I have noticed this in some generic tv shows I've watched over the years. For example in the case of procedurals, in principle many of them were almost completely interchangeable with one another. The ones I ended up watching regularly, were the ones where I liked some of the main characters even when the episodes were lousy.

Current procedurals I still watch is stuff like NCIS, Criminal Minds, and the rebooted Hawaii Five-0 and Magnum PI despite the recent episodes being somewhat mediocre. If for no other reason than I found the characters kept my interest and/or I clicked with.
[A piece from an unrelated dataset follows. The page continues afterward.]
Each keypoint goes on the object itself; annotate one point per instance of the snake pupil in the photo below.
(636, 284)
Other procedurals I didn't watch as often (or not at all), largely because I didn't click with many of the characters. For example, I never really got into shows like Bones, Castle, CSI: New York, NCIS: New Orleans, NCIS: LA, CSI after Grissom left, etc .... It was not that they were crappy shows. In hindsight, I didn't really click with the main characters, which left these shows on the dvr until they were eventually deleted unwatched.
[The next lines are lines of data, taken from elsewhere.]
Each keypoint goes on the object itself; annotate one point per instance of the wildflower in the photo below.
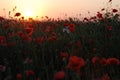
(59, 75)
(17, 14)
(110, 0)
(3, 41)
(113, 61)
(28, 61)
(19, 76)
(102, 9)
(2, 68)
(72, 27)
(1, 18)
(109, 28)
(48, 29)
(86, 19)
(114, 10)
(29, 31)
(10, 35)
(99, 15)
(20, 33)
(75, 63)
(52, 38)
(66, 29)
(29, 73)
(11, 44)
(95, 60)
(40, 39)
(64, 54)
(103, 61)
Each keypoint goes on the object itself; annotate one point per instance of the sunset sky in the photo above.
(54, 8)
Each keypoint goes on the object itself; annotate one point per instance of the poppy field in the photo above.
(69, 49)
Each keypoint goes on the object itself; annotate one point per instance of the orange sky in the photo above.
(54, 8)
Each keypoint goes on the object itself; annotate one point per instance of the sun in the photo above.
(28, 14)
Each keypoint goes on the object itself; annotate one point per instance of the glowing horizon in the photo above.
(53, 8)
One current show I still watch in spite of being really mediocre for many years already, is The Blacklist. I still watch it largely to see James Spader's performance. If Spader wasn't in the show, I probably would have dropped it many years ago.


Bring this back to The Expanse, I didn't latch onto any of the characters at all. I found this was also case for me with The Killjoys after season 1. Initially these two shows would have been type of shows which "looked very good on paper" and had a lot stuff which would have appealed to me a priori. Unfortunately both The Expanse and The Killjoys fell flat for me which I found to be unwatchable.

In contrast in the case of Dark Matter, I did like the characters a lot and how their true identities were gradually revealed.